The Court draws the following background from Buie's amended complaint. The United States no doubt contests many of his allegations.

In 1982, Congress enacted the Surface Transportation Assistance Act, Pub. L. No. 95599, 92 Stat. 2689 (1978) (“STAA”). Included among the STAA's “employee protections” are provisions prohibiting covered employers from taking adverse actions against an employee for “refus[ing] to operate a vehicle” either (1) because “the operation violates a regulation, standard, or order of the United States related to commercial motor vehicle safety, health, or security,” 49 U.S.C. § 31105(a)(1)(B)(i), or (2) because “the employee has a reasonable apprehension of serious injury to the employee or the public because of the vehicle's hazardous safety or security condition,” Id. § 31105(a)(1)(B)(ii).

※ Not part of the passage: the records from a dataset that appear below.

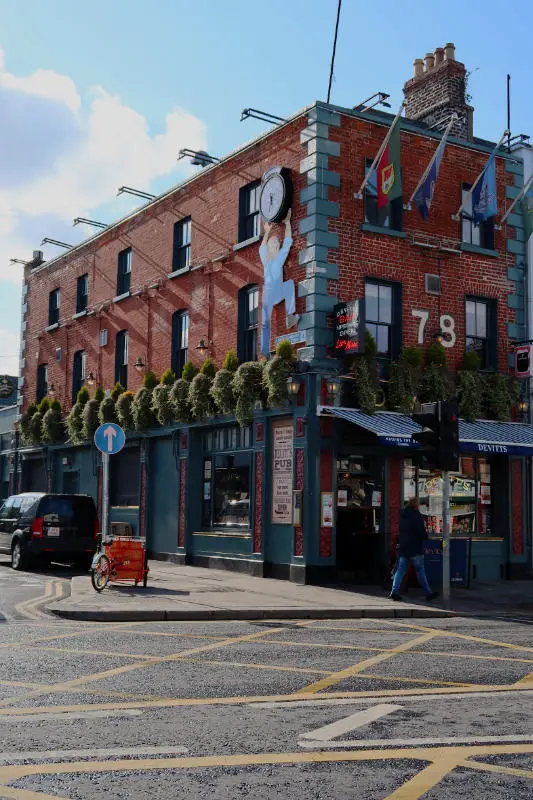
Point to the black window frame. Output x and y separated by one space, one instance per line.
482 233
395 325
249 215
124 264
79 365
121 358
390 216
248 323
181 252
488 347
82 293
54 305
42 382
180 353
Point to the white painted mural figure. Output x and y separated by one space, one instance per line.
275 289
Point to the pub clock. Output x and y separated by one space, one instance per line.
276 194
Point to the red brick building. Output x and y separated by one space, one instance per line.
186 268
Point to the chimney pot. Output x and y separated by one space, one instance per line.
418 66
449 51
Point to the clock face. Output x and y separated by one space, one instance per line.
272 197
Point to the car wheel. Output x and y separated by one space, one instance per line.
18 556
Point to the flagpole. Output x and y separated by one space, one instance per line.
445 135
457 216
359 194
517 199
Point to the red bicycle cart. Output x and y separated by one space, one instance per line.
120 559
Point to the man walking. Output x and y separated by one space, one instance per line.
411 548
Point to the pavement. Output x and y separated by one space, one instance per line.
177 593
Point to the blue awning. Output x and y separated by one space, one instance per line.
482 436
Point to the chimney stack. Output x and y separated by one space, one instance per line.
438 89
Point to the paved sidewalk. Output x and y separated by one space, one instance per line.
193 593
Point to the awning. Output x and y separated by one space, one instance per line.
482 436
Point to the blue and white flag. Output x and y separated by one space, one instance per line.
484 200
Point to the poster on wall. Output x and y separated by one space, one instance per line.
282 462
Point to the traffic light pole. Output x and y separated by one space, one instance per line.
446 538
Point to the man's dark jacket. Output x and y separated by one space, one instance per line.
412 532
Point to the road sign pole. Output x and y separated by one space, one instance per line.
105 495
446 537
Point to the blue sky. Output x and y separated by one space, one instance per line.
99 94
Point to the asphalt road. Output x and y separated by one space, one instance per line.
365 709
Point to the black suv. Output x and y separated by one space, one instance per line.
36 526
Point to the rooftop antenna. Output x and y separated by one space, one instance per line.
136 193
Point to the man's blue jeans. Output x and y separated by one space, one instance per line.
403 565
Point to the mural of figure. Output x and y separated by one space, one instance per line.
275 289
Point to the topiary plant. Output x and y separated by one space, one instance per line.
150 380
162 405
124 410
107 411
247 389
90 420
143 416
231 362
168 378
189 371
222 391
116 391
179 398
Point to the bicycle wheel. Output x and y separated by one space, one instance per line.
101 573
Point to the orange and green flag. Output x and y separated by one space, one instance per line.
388 173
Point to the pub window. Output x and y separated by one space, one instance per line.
249 217
54 302
82 293
248 323
121 358
390 216
481 333
481 235
180 341
42 382
124 271
78 372
383 317
181 255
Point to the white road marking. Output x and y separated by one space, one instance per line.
61 715
445 740
347 724
104 752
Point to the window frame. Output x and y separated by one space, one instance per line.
249 218
181 252
124 263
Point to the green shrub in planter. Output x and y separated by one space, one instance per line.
189 371
107 411
143 416
124 411
179 398
247 389
90 420
161 404
222 391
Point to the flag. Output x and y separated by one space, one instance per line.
424 196
527 211
388 175
484 201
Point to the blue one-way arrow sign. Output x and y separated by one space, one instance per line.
109 438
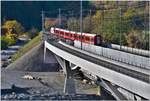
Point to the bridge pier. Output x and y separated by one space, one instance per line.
111 88
69 86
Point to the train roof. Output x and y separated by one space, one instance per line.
87 34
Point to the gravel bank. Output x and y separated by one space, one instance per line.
33 61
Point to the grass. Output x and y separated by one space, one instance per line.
31 44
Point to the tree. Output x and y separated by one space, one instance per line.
13 27
33 32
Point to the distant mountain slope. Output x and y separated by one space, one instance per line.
29 12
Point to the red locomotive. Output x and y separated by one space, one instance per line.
71 35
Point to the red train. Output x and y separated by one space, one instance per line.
71 35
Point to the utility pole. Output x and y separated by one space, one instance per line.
59 17
90 21
81 21
43 21
120 29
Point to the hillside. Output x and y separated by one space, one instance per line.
28 13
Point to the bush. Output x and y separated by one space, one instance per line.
4 44
11 39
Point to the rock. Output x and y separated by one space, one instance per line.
28 77
5 97
84 81
92 82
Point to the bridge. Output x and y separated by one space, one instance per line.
123 81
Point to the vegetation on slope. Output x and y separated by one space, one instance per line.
31 44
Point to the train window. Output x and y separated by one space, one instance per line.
75 36
92 39
87 38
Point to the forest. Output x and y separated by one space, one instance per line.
119 22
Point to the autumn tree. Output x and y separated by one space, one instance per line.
13 27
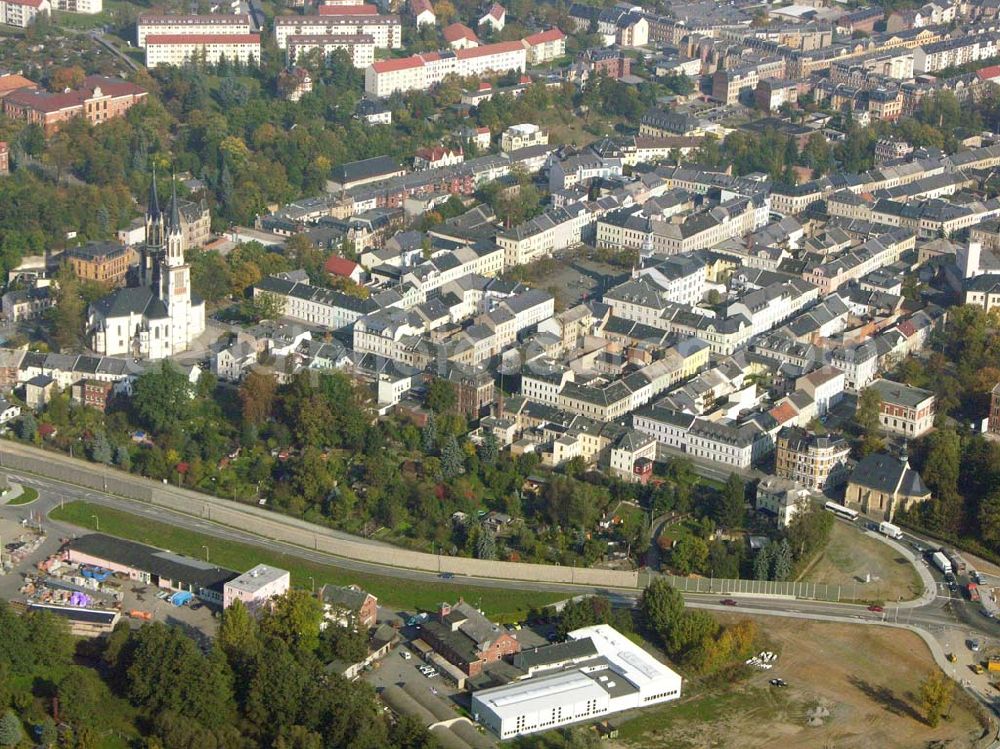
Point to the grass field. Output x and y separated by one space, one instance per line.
27 495
851 555
871 699
505 605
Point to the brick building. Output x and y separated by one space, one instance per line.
104 262
466 638
349 606
94 393
99 99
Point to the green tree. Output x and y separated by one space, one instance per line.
161 397
782 563
866 416
732 505
264 306
238 635
295 619
936 692
689 554
428 435
660 606
342 643
257 393
11 732
486 544
762 563
451 458
489 450
100 449
441 396
28 427
989 518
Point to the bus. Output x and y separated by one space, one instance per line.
840 511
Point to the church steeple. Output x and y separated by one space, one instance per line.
174 232
153 204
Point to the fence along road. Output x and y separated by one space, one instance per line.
272 525
260 522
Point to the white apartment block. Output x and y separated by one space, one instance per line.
22 13
523 136
360 48
385 30
210 49
421 72
554 230
314 305
545 46
87 7
212 24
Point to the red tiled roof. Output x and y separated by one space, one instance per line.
544 36
348 10
13 82
400 63
339 266
489 49
203 39
457 31
783 412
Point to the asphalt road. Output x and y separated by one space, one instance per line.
941 613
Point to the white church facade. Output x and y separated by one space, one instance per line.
160 316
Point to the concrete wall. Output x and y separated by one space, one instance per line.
268 524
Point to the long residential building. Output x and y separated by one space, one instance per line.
814 461
421 72
208 49
314 305
385 30
213 24
22 13
359 47
99 99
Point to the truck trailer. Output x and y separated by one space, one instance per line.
890 530
941 562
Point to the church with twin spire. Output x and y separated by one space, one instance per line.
156 315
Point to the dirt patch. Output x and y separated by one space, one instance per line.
852 555
850 687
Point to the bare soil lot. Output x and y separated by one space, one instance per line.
851 555
863 679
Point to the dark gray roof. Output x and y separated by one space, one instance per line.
889 474
164 564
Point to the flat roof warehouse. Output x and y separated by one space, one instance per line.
598 673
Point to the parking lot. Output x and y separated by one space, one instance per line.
195 617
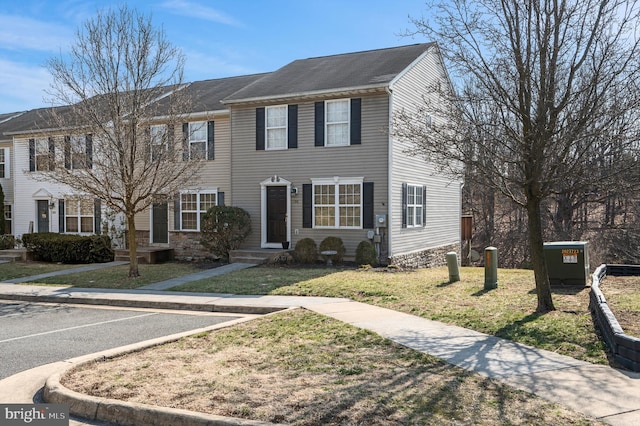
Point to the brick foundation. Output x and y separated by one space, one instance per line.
428 258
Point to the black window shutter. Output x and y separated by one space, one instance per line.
89 150
171 136
319 124
176 213
61 218
307 205
210 141
185 141
32 155
424 206
292 130
260 129
97 216
67 152
367 205
356 121
52 154
404 205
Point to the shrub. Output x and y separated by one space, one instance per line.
334 243
224 228
67 248
7 242
306 251
366 254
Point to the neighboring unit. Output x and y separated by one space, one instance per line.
307 150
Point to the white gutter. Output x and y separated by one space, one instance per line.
315 93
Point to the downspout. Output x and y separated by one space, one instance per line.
390 221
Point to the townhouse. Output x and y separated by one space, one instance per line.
308 150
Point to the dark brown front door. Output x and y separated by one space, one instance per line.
276 214
43 216
160 223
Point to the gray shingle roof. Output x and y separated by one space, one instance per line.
351 70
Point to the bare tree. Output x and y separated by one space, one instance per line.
542 85
120 79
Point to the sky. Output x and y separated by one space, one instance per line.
220 38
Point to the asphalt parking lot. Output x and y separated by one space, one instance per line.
33 334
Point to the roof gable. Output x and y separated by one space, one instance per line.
373 68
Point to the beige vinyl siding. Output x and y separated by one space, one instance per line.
442 225
213 174
299 165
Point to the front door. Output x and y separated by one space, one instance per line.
276 214
43 216
160 224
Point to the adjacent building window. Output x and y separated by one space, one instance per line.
79 215
78 152
198 140
337 203
158 134
276 127
4 163
415 205
193 206
337 122
8 219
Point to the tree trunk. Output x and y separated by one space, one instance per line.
536 245
133 257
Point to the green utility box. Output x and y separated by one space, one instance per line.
567 262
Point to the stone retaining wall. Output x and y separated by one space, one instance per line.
428 258
625 349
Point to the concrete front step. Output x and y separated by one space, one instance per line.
255 256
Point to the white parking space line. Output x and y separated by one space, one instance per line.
77 327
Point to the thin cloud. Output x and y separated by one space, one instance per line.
195 10
22 86
19 32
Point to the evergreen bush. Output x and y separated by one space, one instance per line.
306 251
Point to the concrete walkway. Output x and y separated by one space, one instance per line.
601 392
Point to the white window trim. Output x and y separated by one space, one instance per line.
193 141
418 189
337 181
198 210
37 142
79 216
163 142
327 123
267 128
7 168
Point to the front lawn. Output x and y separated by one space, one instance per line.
508 311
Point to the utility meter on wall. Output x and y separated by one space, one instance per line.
381 220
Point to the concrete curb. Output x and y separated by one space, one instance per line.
128 413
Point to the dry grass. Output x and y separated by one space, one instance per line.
302 368
623 298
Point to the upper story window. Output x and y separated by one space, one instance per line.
337 203
158 134
79 215
78 145
198 140
415 205
8 219
276 127
337 122
4 163
42 154
193 206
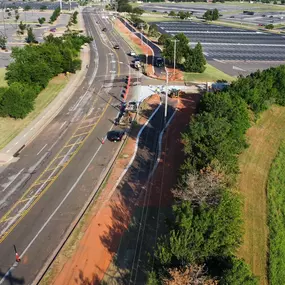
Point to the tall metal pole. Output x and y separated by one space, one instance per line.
166 98
174 63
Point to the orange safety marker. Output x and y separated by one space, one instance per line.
18 259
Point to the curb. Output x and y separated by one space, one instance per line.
59 101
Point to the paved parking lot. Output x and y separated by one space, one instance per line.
226 43
235 51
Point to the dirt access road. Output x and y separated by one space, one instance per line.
126 223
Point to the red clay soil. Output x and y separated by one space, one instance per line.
91 258
172 156
144 48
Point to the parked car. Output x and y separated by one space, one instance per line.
115 136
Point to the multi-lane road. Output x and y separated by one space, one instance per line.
43 192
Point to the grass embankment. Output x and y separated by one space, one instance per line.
264 139
211 74
10 128
276 218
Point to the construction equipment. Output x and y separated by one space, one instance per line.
175 93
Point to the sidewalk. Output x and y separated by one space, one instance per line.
37 125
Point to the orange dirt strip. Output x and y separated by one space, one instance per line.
144 48
91 258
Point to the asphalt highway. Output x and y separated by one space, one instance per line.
226 43
155 48
45 189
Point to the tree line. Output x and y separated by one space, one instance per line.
32 68
205 230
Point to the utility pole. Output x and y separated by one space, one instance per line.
166 98
174 63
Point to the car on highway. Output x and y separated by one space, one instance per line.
115 136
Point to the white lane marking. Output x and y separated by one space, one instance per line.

A worker who believes his employer has violated these anti-retaliation provisions can file a complaint with OSHA within 180 days of the alleged reprisal. 49 U.S.C. § 31105(b). Upon completing an investigation, OSHA releases written findings. 29 C.F.R. §§ 1978.104-105. Either the employer or employee can object to OSHA's findings and request a hearing before a Department of Labor ALJ. Id. §§ 1978.106-109. Buie alleges that the Secretary of Labor used to “fulfill[] his or her statutory duty to” review the ALJs' decisions. See Am. Compl. ¶ 17. He says that changed in 1996, however, when then-Secretary Robert Reich delegated that responsibility to the Administrative Review Board without reserving the power to review the Board's decisions. See id. ¶¶ 17-18; 61 Fed.Reg. 19,978 (May 3, 1996). Thereafter, an employer or employee could appeal the ALJ's decision to the Board, which had discretion to accept or reject the case for review. 29 C.F.R. § 1978.110. But until the Department revised its regulations in 2020, the Secretary allegedly lacked authority to review, correct, or vacate the Board's decisions. See Secretary's Order 01-2020, Delegation of Authority and Assignment of Responsibility to the Administrative Review Board, 85 Fed.Reg. 13,186 (Mar. 6, 2020) (authorizing the Secretary to review Board decisions at his discretion). After the Board renders its decision, the aggrieved employer or employee may seek review in the appropriate U.S. Court of Appeals. 29 C.F.R. § 1978.110(b).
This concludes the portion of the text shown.